Written by michaeleriksson

April 18, 2020 at 2:13 pm

The negative effects of staying at home vs. COVID-19

with 3 comments

An interesting aspect of the various stay-at-home orders is the effect on the semi-prisoners, which can conceivably be quite dire.

Until recently, this has not been much of a concern to me, because I (a) am an extreme introvert, (b) was already foregoing the office in order to write my first book—apart from empty shelves in the stores, my life had originally seen a comparatively small practical effect.

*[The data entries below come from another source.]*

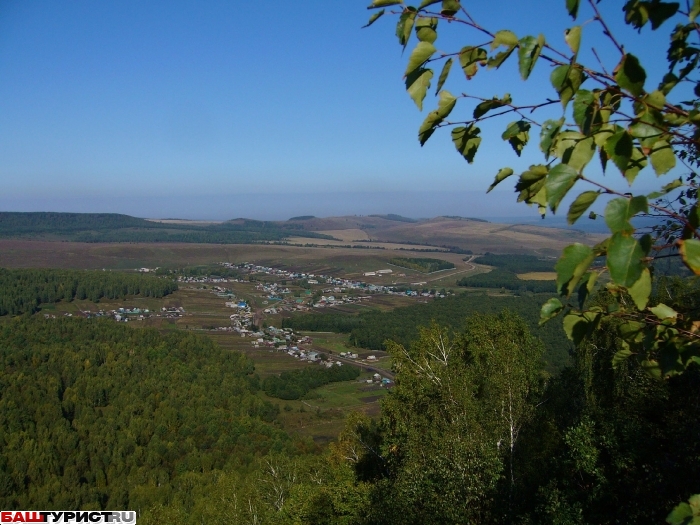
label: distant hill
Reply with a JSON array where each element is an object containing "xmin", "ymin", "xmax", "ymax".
[
  {"xmin": 0, "ymin": 212, "xmax": 332, "ymax": 244},
  {"xmin": 0, "ymin": 212, "xmax": 601, "ymax": 256},
  {"xmin": 370, "ymin": 213, "xmax": 418, "ymax": 222}
]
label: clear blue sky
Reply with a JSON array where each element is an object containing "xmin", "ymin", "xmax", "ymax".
[{"xmin": 0, "ymin": 0, "xmax": 680, "ymax": 219}]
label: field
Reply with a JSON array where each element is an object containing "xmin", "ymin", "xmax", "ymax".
[
  {"xmin": 0, "ymin": 217, "xmax": 597, "ymax": 443},
  {"xmin": 518, "ymin": 272, "xmax": 557, "ymax": 281}
]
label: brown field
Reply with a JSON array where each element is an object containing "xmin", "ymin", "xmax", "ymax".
[
  {"xmin": 145, "ymin": 219, "xmax": 223, "ymax": 226},
  {"xmin": 518, "ymin": 272, "xmax": 557, "ymax": 281},
  {"xmin": 288, "ymin": 237, "xmax": 447, "ymax": 251},
  {"xmin": 282, "ymin": 216, "xmax": 603, "ymax": 256},
  {"xmin": 318, "ymin": 228, "xmax": 370, "ymax": 243}
]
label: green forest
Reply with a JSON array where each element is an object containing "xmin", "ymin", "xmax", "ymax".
[
  {"xmin": 389, "ymin": 257, "xmax": 455, "ymax": 273},
  {"xmin": 457, "ymin": 268, "xmax": 557, "ymax": 294},
  {"xmin": 475, "ymin": 252, "xmax": 556, "ymax": 273},
  {"xmin": 0, "ymin": 268, "xmax": 700, "ymax": 525},
  {"xmin": 0, "ymin": 212, "xmax": 332, "ymax": 244},
  {"xmin": 262, "ymin": 365, "xmax": 360, "ymax": 399},
  {"xmin": 0, "ymin": 317, "xmax": 296, "ymax": 509},
  {"xmin": 0, "ymin": 268, "xmax": 177, "ymax": 316},
  {"xmin": 282, "ymin": 293, "xmax": 573, "ymax": 373}
]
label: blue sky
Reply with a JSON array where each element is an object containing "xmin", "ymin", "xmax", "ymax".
[{"xmin": 0, "ymin": 0, "xmax": 680, "ymax": 219}]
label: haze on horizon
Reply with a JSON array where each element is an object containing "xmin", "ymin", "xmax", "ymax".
[{"xmin": 0, "ymin": 0, "xmax": 672, "ymax": 220}]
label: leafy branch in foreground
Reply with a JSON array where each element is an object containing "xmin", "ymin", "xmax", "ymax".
[
  {"xmin": 369, "ymin": 0, "xmax": 700, "ymax": 524},
  {"xmin": 369, "ymin": 0, "xmax": 700, "ymax": 377}
]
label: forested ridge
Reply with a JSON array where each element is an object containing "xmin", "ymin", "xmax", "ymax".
[
  {"xmin": 282, "ymin": 293, "xmax": 573, "ymax": 373},
  {"xmin": 0, "ymin": 317, "xmax": 295, "ymax": 509},
  {"xmin": 0, "ymin": 268, "xmax": 177, "ymax": 315},
  {"xmin": 389, "ymin": 257, "xmax": 455, "ymax": 273},
  {"xmin": 457, "ymin": 268, "xmax": 557, "ymax": 294},
  {"xmin": 0, "ymin": 212, "xmax": 332, "ymax": 244},
  {"xmin": 262, "ymin": 365, "xmax": 360, "ymax": 399}
]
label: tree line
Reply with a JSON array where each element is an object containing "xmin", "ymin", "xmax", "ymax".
[
  {"xmin": 0, "ymin": 268, "xmax": 177, "ymax": 315},
  {"xmin": 0, "ymin": 212, "xmax": 333, "ymax": 244},
  {"xmin": 457, "ymin": 268, "xmax": 557, "ymax": 294},
  {"xmin": 262, "ymin": 365, "xmax": 360, "ymax": 399},
  {"xmin": 282, "ymin": 293, "xmax": 573, "ymax": 373},
  {"xmin": 389, "ymin": 257, "xmax": 455, "ymax": 273},
  {"xmin": 0, "ymin": 317, "xmax": 306, "ymax": 509}
]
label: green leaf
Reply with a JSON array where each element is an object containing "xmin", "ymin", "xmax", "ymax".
[
  {"xmin": 566, "ymin": 191, "xmax": 600, "ymax": 224},
  {"xmin": 554, "ymin": 243, "xmax": 595, "ymax": 297},
  {"xmin": 647, "ymin": 177, "xmax": 683, "ymax": 199},
  {"xmin": 574, "ymin": 89, "xmax": 603, "ymax": 135},
  {"xmin": 418, "ymin": 0, "xmax": 442, "ymax": 10},
  {"xmin": 680, "ymin": 239, "xmax": 700, "ymax": 275},
  {"xmin": 491, "ymin": 29, "xmax": 518, "ymax": 49},
  {"xmin": 396, "ymin": 9, "xmax": 416, "ymax": 48},
  {"xmin": 627, "ymin": 268, "xmax": 651, "ymax": 310},
  {"xmin": 540, "ymin": 297, "xmax": 564, "ymax": 326},
  {"xmin": 666, "ymin": 501, "xmax": 696, "ymax": 525},
  {"xmin": 406, "ymin": 68, "xmax": 433, "ymax": 111},
  {"xmin": 515, "ymin": 164, "xmax": 549, "ymax": 191},
  {"xmin": 613, "ymin": 53, "xmax": 647, "ymax": 97},
  {"xmin": 415, "ymin": 18, "xmax": 437, "ymax": 44},
  {"xmin": 473, "ymin": 95, "xmax": 511, "ymax": 119},
  {"xmin": 607, "ymin": 232, "xmax": 646, "ymax": 288},
  {"xmin": 649, "ymin": 140, "xmax": 676, "ymax": 175},
  {"xmin": 501, "ymin": 120, "xmax": 530, "ymax": 157},
  {"xmin": 649, "ymin": 303, "xmax": 678, "ymax": 321},
  {"xmin": 418, "ymin": 91, "xmax": 457, "ymax": 146},
  {"xmin": 367, "ymin": 0, "xmax": 403, "ymax": 9},
  {"xmin": 604, "ymin": 130, "xmax": 634, "ymax": 174},
  {"xmin": 623, "ymin": 0, "xmax": 679, "ymax": 30},
  {"xmin": 518, "ymin": 35, "xmax": 544, "ymax": 80},
  {"xmin": 564, "ymin": 26, "xmax": 581, "ymax": 55},
  {"xmin": 605, "ymin": 195, "xmax": 649, "ymax": 233},
  {"xmin": 562, "ymin": 311, "xmax": 600, "ymax": 345},
  {"xmin": 613, "ymin": 348, "xmax": 634, "ymax": 368},
  {"xmin": 440, "ymin": 0, "xmax": 462, "ymax": 17},
  {"xmin": 549, "ymin": 64, "xmax": 587, "ymax": 109},
  {"xmin": 554, "ymin": 131, "xmax": 595, "ymax": 171},
  {"xmin": 566, "ymin": 0, "xmax": 579, "ymax": 20},
  {"xmin": 362, "ymin": 9, "xmax": 384, "ymax": 29},
  {"xmin": 540, "ymin": 117, "xmax": 564, "ymax": 160},
  {"xmin": 544, "ymin": 164, "xmax": 578, "ymax": 213},
  {"xmin": 688, "ymin": 0, "xmax": 700, "ymax": 22},
  {"xmin": 486, "ymin": 168, "xmax": 513, "ymax": 193},
  {"xmin": 594, "ymin": 89, "xmax": 622, "ymax": 127},
  {"xmin": 604, "ymin": 130, "xmax": 647, "ymax": 184},
  {"xmin": 578, "ymin": 272, "xmax": 600, "ymax": 309},
  {"xmin": 515, "ymin": 164, "xmax": 549, "ymax": 206},
  {"xmin": 405, "ymin": 42, "xmax": 437, "ymax": 76},
  {"xmin": 659, "ymin": 72, "xmax": 680, "ymax": 95},
  {"xmin": 459, "ymin": 46, "xmax": 486, "ymax": 80},
  {"xmin": 486, "ymin": 47, "xmax": 515, "ymax": 69},
  {"xmin": 435, "ymin": 58, "xmax": 452, "ymax": 94},
  {"xmin": 452, "ymin": 124, "xmax": 481, "ymax": 164}
]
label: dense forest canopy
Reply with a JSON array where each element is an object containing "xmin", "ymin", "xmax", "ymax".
[
  {"xmin": 475, "ymin": 252, "xmax": 557, "ymax": 273},
  {"xmin": 457, "ymin": 268, "xmax": 557, "ymax": 294},
  {"xmin": 0, "ymin": 268, "xmax": 177, "ymax": 316},
  {"xmin": 0, "ymin": 212, "xmax": 332, "ymax": 244},
  {"xmin": 262, "ymin": 365, "xmax": 360, "ymax": 399},
  {"xmin": 0, "ymin": 317, "xmax": 296, "ymax": 509},
  {"xmin": 389, "ymin": 257, "xmax": 455, "ymax": 273},
  {"xmin": 282, "ymin": 294, "xmax": 573, "ymax": 373}
]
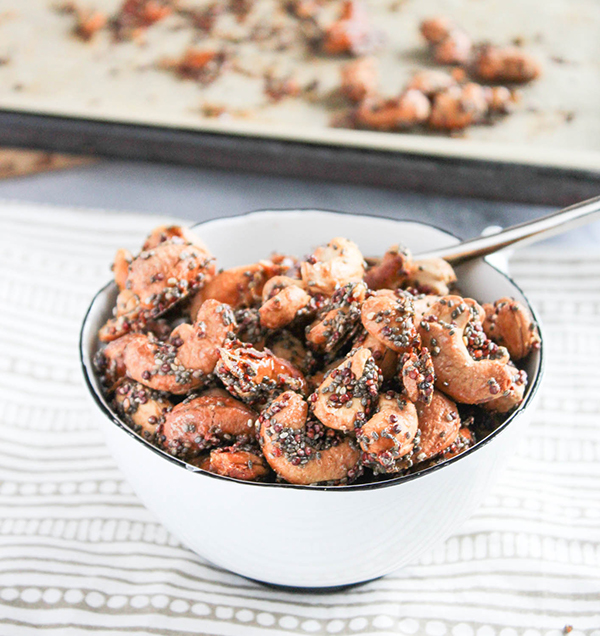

Over the last week or so, I have seen a handful of complaints, by more extroverted individuals, along the lines of “if I don’t get out of the house soon, I will snap”* or “I could kill for human company”, and the cause of such complaints is likely to have a damaging effect on the physical and mental health of the complainers, and the more so the longer it continues. This even discounting the possibility that someone actually does snap in manner that results in death or injury.

*I have yet to see a “if I don’t get away from my family soon, I will snap”, but the sentiment is bound to exist; and in light of the known phenomenon of “cabin fever”, it might be quite common in a few weeks time.

To this, factors like lack of sunshine and exercise must be added. Even I have been hit here, as I have cut down on my walking considerably for about two months*, and a weight gain is visually observable (I have no “bathroom scale”). Moreover, I have gotten out of the habit, and know from experience that regaining it can take a while.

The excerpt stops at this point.